Robust optimal well control using an adaptive multi-grid reinforcement learning framework

Reinforcement learning (RL) is a promising tool to solve robust optimal well control problems where the model parameters are highly uncertain, and the system is partially observable in practice. However, RL of robust control policies often relies on performing a large number of simulations. This could easily become computationally intractable for cases with computationally intensive simulations. To address this bottleneck, an adaptive multi-grid RL framework is introduced which is inspired by principles of geometric multi-grid methods used in iterative numerical algorithms. RL control policies are initially learned using computationally efficient low fidelity simulations using coarse grid discretization of the underlying partial differential equations (PDEs).

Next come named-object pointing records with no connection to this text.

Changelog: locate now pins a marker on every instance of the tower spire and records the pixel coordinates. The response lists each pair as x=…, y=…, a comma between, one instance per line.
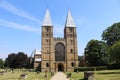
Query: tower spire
x=69, y=20
x=47, y=19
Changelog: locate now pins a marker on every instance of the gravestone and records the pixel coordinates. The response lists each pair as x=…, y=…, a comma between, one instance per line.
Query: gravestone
x=23, y=76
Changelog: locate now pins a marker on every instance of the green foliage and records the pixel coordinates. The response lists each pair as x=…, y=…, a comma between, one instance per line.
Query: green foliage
x=112, y=34
x=1, y=63
x=96, y=53
x=114, y=51
x=91, y=68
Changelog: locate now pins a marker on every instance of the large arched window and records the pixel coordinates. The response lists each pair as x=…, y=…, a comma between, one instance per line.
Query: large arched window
x=59, y=52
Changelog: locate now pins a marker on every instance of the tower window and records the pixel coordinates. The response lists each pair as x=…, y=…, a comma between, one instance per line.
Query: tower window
x=71, y=41
x=47, y=41
x=72, y=64
x=47, y=64
x=71, y=30
x=47, y=29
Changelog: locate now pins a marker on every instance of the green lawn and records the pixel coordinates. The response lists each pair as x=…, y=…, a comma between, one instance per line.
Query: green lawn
x=30, y=76
x=99, y=75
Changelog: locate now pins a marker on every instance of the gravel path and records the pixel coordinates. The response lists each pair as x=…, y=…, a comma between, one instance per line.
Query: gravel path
x=59, y=76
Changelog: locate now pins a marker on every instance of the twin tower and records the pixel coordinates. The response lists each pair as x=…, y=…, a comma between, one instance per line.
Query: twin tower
x=59, y=54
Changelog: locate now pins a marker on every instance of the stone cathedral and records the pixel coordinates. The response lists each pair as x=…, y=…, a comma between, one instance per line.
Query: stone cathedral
x=57, y=54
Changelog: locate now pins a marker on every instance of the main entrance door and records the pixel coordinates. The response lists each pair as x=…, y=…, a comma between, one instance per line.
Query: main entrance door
x=60, y=67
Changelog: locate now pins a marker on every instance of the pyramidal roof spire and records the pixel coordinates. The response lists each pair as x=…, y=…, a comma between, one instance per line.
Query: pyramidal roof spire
x=47, y=19
x=69, y=20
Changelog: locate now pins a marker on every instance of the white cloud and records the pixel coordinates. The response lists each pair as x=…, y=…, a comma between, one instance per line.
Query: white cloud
x=6, y=23
x=19, y=12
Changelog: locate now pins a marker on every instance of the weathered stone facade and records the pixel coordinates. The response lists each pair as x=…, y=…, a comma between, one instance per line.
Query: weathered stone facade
x=59, y=54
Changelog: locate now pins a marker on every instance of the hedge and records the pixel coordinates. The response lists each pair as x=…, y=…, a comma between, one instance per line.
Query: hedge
x=91, y=68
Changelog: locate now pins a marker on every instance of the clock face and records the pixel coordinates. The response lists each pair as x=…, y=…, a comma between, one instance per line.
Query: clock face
x=59, y=52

Subsequently, the simulation fidelity is increased in an adaptive manner towards the highest fidelity simulation that correspond to finest discretization of the model domain. The proposed framework is demonstrated using a state-of-the-art, model-free policy-based RL algorithm, namely the Proximal Policy Optimisation (PPO) algorithm. Results are shown for two case studies of robust optimal well control problems which are inspired from SPE-10 model 2 benchmark case studies. Prominent gains in the computational efficiency is observed using the proposed framework saving around 60-70% of computational cost of its single fine-grid counterpart.